Divsha arches her back as she stands. Despite her hair, she looks young. She can't be Ashari, not with her beaky nose and wide-set eyes. Is she from Narr? I didn't think there were any Narri in Ashara. In school, they always said Narr was the most uncivilized land in the world. Judging by his expression, Azariah's heard the same thing.

Divsha thrusts one hand into her huge, shapeless coat. “How many?”

“Two,” I say.

She produces what look to me like two ordinary chicken eggs. Beginning to grasp how things work around here, Azariah unties his purse again. Divsha names her price, and he hands the coins over without discussion. We mumble our thanks and make to leave.

“Wait!” Yochanan raises the oil lamp higher. “A last word of advice, for free. There's heavenly tea in the next clearing. Find the sand-spawned woman named Basira.”

I wince at his vulgarity. To my horror, Azariah spins around and glares at Yochanan.

“The next clearing?” I say, trying to shield Azariah from view.
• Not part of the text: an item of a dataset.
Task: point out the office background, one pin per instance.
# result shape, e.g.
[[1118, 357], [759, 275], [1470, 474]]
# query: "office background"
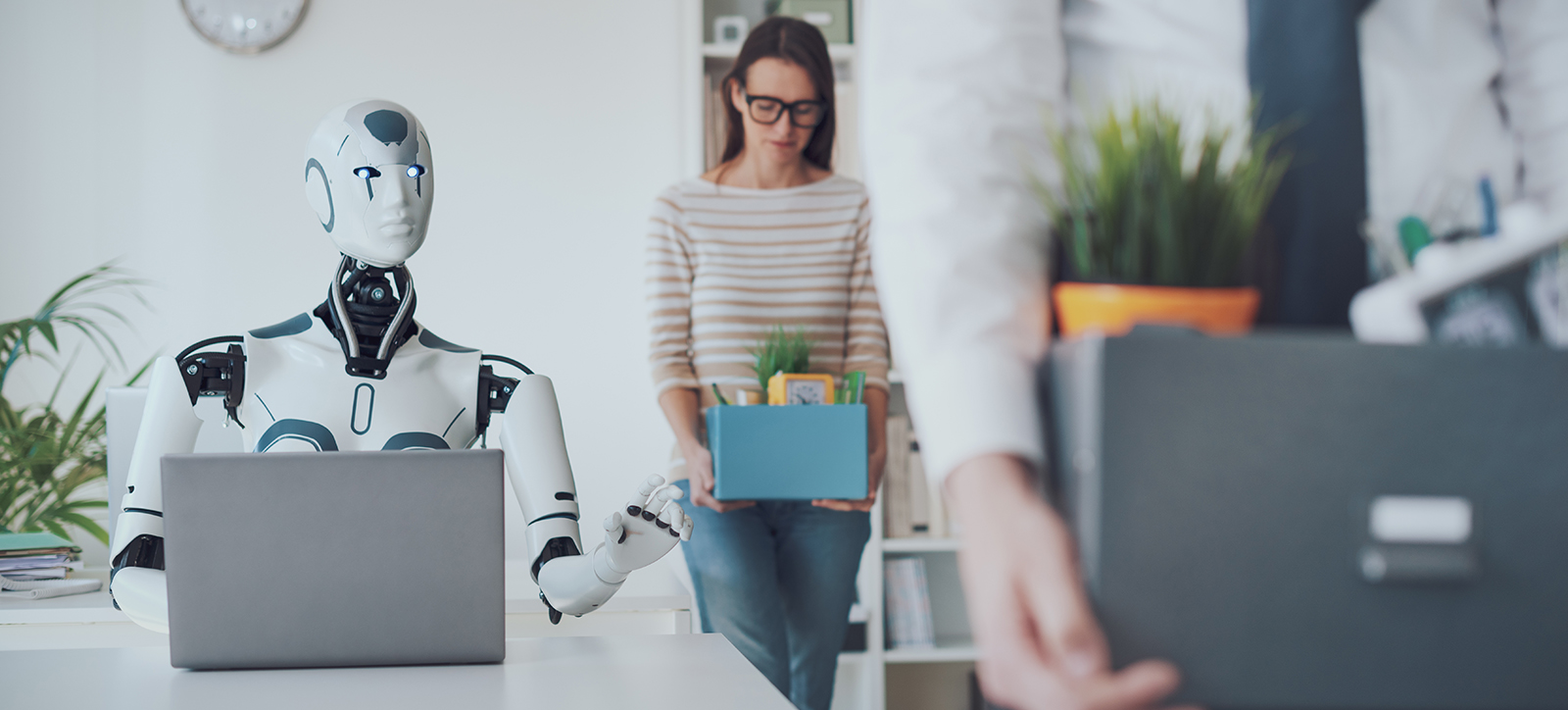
[[554, 125]]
“Did you think all of Ashara's illegal merchandise would fit in one clearing?” Yochanan smiles. “You'll find Basira in the orange tent, but be careful. She's a strange one. Won't sell to just anyone. Be sure to pay her properly.”

“Right,” I say, anxious to leave.

“Keep up your fiddling, now,” says Yochanan. “And give Tsipporah my greetings.”

“We will.” I prod the tent cloth until a section billows outward. Azariah and I escape.

“Now what?” he says, his voice throbbing with fury.

“We buy some cardamom. Then we find Basira.”

“I can't believe that Yochanan.”

“I'm sorry he insulted you. He didn't know you were Xanite. Not that that excuses him.” I glance sideways at Azariah. “But it might help if you'd . . .”

“What?” he says through clenched teeth.

“Act a bit less like a kasir,” I say apologetically.

“How do you suggest I do that?”

“Keep your head down. And try not to sound so superior all the time.”

I hear him suck in air and brace myself for a retort, but he says, “You're right.”

Purchasing cardamom proves easy, but I'm starting to feel tired, hungry, and homesick. I don't like being so far away from Caleb. I feel as though I've traveled to another star and left my feverish brother behind.